Positive Bilanz: Kommt St. Gallen zum richtigen Zeitpunkt?
Auf der Schützenwiese oder auswärts: Die Duelle gegen den FC St. Gallen sind immer intensiv, meist torreich und können auf beide Seiten kippen. Seit der FC Winterthur wieder erstklassig ist, sprechen die Resultate für Rotweiss: Der FCW hat in den zehn Super-League-Partien gegen die Ostschweizer nur dreimal verloren. Auch in der laufenden Saison gabs für St. Gallen nur wenig zu holen. Das macht auf Seiten des FCW Mut für die Partie vom Samstag. Nichts weniger als ein Sieg ist das Ziel!
Einmal mehr gab es am letzten Sonntag ein sehr treffendes Wort, um die Niederlage in Genf gegen den Favoriten Servette zu beschreiben: Bitter!
1:3 musste sich das Team von Trainer Uli Forte geschlagen geben – obwohl es gut mithielt, obwohl Goalie Stefanos Kapino beim Stand von 0:0 einen Elfmeter hielt, obwohl Ersatzgoalie Markus Kuster sich nach seiner Einwechslung gleich mit einem Big Save auszeichnete, obwohl Luca Zuffi den FCW per Penalty in Führung brachte und der favorisierte Servette, der seit sechs Runden ungeschlagen war, 70 Minuten lang nicht den Anschein machte, seine spielerische Qualität in Tore umzusetzen.

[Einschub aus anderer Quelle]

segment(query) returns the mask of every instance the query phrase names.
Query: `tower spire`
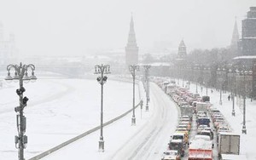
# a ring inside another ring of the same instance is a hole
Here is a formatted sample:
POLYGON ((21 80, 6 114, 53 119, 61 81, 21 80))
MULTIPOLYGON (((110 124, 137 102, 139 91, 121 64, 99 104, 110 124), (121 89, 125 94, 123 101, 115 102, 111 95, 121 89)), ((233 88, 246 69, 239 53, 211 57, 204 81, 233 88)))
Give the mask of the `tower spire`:
POLYGON ((239 32, 237 28, 237 23, 236 23, 236 16, 235 17, 235 25, 233 29, 233 35, 231 39, 230 47, 234 49, 237 49, 237 43, 239 41, 239 32))
POLYGON ((187 56, 187 49, 183 38, 178 46, 177 57, 180 59, 184 59, 186 56, 187 56))
POLYGON ((125 47, 125 63, 126 66, 137 65, 138 63, 138 47, 136 42, 132 13, 130 21, 128 42, 125 47))

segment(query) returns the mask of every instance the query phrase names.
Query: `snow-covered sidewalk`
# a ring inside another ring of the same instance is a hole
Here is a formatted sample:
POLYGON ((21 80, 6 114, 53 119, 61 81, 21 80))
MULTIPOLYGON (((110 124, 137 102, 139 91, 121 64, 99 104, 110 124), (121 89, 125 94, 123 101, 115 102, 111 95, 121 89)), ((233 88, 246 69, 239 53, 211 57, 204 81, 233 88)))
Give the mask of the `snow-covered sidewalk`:
MULTIPOLYGON (((195 93, 195 84, 190 84, 190 91, 195 93)), ((203 87, 202 92, 201 87, 198 86, 198 93, 201 95, 207 94, 207 89, 203 87)), ((256 101, 251 102, 250 99, 246 100, 246 127, 247 134, 241 134, 242 121, 243 121, 243 106, 241 100, 235 98, 235 111, 236 117, 231 114, 232 101, 228 100, 228 96, 230 93, 225 92, 222 94, 222 105, 219 105, 220 94, 218 90, 213 89, 211 93, 211 89, 207 89, 210 96, 211 103, 213 107, 218 108, 224 116, 226 121, 230 124, 234 133, 241 135, 241 154, 246 155, 248 160, 256 159, 256 151, 254 145, 256 143, 256 101)))

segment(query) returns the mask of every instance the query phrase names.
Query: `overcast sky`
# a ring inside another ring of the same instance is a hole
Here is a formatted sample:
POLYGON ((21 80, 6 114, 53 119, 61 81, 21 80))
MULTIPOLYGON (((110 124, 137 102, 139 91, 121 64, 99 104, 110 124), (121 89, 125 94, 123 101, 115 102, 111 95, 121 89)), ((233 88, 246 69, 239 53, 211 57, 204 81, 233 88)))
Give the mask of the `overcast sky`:
POLYGON ((0 0, 0 21, 21 54, 82 55, 124 49, 132 12, 137 44, 188 50, 230 44, 256 0, 0 0))

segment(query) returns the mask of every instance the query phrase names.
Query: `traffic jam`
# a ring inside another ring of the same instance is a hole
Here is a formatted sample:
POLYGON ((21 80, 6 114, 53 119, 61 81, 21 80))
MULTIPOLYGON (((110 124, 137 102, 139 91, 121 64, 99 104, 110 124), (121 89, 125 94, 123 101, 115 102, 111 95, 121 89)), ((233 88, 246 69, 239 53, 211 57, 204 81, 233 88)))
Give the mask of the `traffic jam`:
POLYGON ((170 95, 180 111, 178 124, 170 135, 162 160, 224 160, 239 156, 240 134, 232 133, 209 96, 192 93, 174 81, 159 77, 154 83, 170 95))

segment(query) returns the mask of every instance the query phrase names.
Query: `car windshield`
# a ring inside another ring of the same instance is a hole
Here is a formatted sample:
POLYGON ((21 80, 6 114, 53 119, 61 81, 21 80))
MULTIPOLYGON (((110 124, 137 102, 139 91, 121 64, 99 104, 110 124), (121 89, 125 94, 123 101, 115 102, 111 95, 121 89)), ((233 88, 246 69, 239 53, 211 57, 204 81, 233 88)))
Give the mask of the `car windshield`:
POLYGON ((180 144, 179 143, 171 143, 170 149, 172 150, 179 150, 180 144))
POLYGON ((183 135, 173 135, 172 137, 173 140, 183 140, 183 135))

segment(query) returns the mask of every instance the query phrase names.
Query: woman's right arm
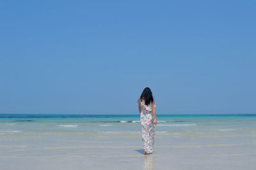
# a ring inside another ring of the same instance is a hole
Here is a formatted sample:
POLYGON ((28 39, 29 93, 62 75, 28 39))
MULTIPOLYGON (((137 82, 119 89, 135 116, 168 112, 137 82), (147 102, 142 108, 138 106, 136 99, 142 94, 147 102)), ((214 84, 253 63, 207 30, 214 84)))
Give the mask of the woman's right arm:
POLYGON ((139 104, 139 111, 140 111, 140 112, 141 112, 141 107, 140 107, 140 97, 139 98, 139 100, 138 100, 138 103, 139 104))

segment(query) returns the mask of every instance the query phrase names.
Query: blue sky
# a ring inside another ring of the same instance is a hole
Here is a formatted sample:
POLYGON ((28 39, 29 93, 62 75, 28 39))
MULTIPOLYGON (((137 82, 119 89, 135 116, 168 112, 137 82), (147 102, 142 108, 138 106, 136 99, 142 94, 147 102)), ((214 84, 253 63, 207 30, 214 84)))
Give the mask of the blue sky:
POLYGON ((253 1, 2 1, 0 113, 256 113, 253 1))

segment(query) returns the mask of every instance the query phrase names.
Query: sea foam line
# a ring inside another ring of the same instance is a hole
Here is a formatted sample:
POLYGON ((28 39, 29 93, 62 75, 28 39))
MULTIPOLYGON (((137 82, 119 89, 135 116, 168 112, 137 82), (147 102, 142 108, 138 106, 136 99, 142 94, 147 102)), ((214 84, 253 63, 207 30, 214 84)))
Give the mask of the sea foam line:
POLYGON ((166 125, 157 125, 160 127, 186 127, 186 126, 195 126, 196 123, 194 124, 166 124, 166 125))
POLYGON ((239 128, 220 128, 220 129, 216 129, 218 131, 232 131, 232 130, 238 130, 239 128))
POLYGON ((77 127, 78 125, 57 125, 57 126, 61 127, 77 127))

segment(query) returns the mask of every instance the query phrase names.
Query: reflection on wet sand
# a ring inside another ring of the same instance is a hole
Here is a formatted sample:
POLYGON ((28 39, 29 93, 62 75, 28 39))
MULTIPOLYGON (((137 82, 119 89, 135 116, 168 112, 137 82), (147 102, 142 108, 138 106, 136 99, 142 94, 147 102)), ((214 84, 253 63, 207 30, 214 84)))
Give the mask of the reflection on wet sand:
POLYGON ((143 162, 143 170, 155 170, 155 164, 154 162, 153 155, 145 155, 143 162))

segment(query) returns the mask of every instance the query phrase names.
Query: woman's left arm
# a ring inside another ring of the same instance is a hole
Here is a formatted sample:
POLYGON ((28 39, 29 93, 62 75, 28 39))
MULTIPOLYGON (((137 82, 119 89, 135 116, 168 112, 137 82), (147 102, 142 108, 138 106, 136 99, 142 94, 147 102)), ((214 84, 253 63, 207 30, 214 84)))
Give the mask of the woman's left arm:
POLYGON ((140 112, 140 112, 141 112, 141 107, 140 107, 140 97, 139 98, 139 100, 138 100, 138 103, 139 104, 139 112, 140 112))
POLYGON ((156 110, 155 110, 155 100, 153 101, 153 102, 152 102, 152 104, 151 105, 151 107, 152 107, 153 115, 154 115, 154 119, 155 119, 155 121, 154 121, 154 123, 155 125, 156 125, 156 124, 157 124, 157 121, 156 120, 156 110))

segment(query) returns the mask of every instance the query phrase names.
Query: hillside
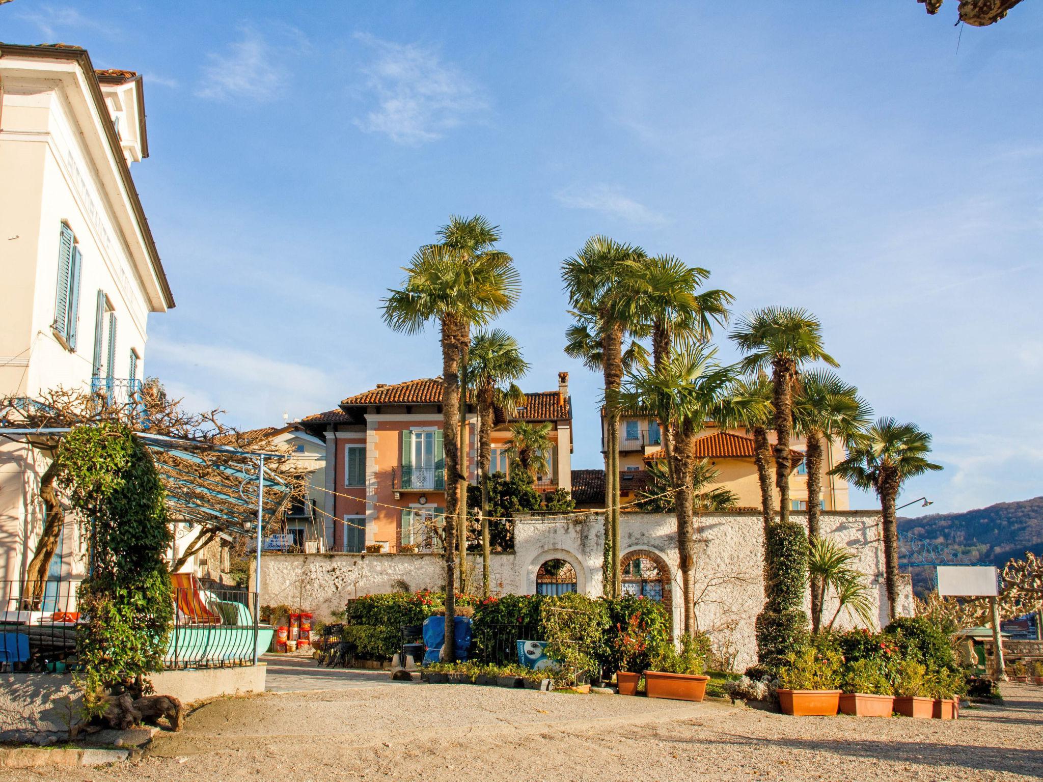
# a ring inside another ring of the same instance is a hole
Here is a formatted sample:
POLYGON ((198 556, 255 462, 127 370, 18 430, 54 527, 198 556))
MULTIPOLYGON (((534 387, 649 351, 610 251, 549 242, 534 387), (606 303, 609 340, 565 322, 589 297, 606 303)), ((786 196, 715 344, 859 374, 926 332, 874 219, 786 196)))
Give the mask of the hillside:
MULTIPOLYGON (((931 513, 899 518, 898 531, 943 544, 971 562, 1002 567, 1025 552, 1043 554, 1043 496, 1017 503, 997 503, 963 513, 931 513)), ((912 568, 918 593, 930 588, 930 568, 912 568), (923 573, 918 572, 924 570, 923 573)))

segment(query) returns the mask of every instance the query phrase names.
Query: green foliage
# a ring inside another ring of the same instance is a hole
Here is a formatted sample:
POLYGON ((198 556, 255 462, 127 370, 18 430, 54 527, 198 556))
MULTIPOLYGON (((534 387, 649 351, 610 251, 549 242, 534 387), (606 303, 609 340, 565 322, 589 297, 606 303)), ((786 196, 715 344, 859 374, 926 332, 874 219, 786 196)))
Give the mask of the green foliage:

Doch dann passierten sie doch noch: Die individuellen Fehler, die beim FCW wie so oft in dieser Saison gnadenlos zu Gegentreffern führen. Ein Ballverlust im Mittelfeld, ein ungeschickter Zweikampf im Strafraum mit Penaltyfolge – und schon wird aus der hoffnungsvollen und keineswegs gestohlenen Führung eine 1:3 Niederlage.
Das ist einmal mehr bitter – wie schon in eigentlich allen bisherigen Niederlagen in der Rückrunde, die allesamt – wir wissen es – aus verschiedenen Gründen nicht zwingend waren.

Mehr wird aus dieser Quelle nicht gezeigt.